If the addition is a new pet then allowing sufficient time for your dog to get use to the new pet can decrease jealousy. Dogs are very territorial and are most often found in pack societies in the wild. New dogs to a pack normally go through an initiation period where they are accepted but are closely watched by the pack. After some time they are fully accepted as part of the pack. The same principle still applies to domestic dogs so allowing time for your dog to accept the new pet will allow your dog to be less jealous.
Giving treats and toys to dogs especially when there are multiple dogs or pets in the household should be done to ensure equality between your pets. I, personally, always ensure that if I am giving my dog a rawhide bone then all my other dogs gets one, too. Dominant dogs will have a tendency to try to hog all the treats or toys which is a natural “survival of the fittest” instinct. Telling the dominant pet who exudes this type of behavior “no” and removing the item and giving back to rightful owner will allow the dominant pet know that you do not approve of this behavior. Do however, reward good behavior. Sometimes dogs have to be reminded of who is in charge which is a natural behavior of the alpha dog in the wild.

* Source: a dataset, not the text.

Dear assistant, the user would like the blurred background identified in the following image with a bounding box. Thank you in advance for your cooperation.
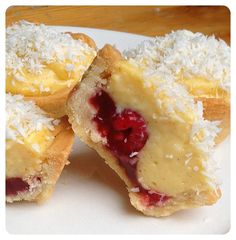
[6,6,230,44]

When giving attention to your dog ensure that equal displays of affection are distributed among multiple pets or other family members. If the jealous pet tries to push its way in, turn away from the jealous animal. This allows the dog to see again that you are in charge and that the attention you give is on your own terms. When it comes time for the jealous animal to receive attention, do not allow any other pets or people to intervene to show the jealous dog that its attention and affection is just as important as others. Again, do not condone bad behavior but reward good behavior to reinforce that waiting your turn is okay and there is a positive reward for doing so.
In conclusion, allowing jealously to persist can act a means of condoling negative behavior and should not be allowed. Rewarding your dog for good behavior only can produce behavior patterns which are more desirable. Also, allowing sufficient time for your dog to get adjusted to changes in routine can ensure that jealously is only temporary.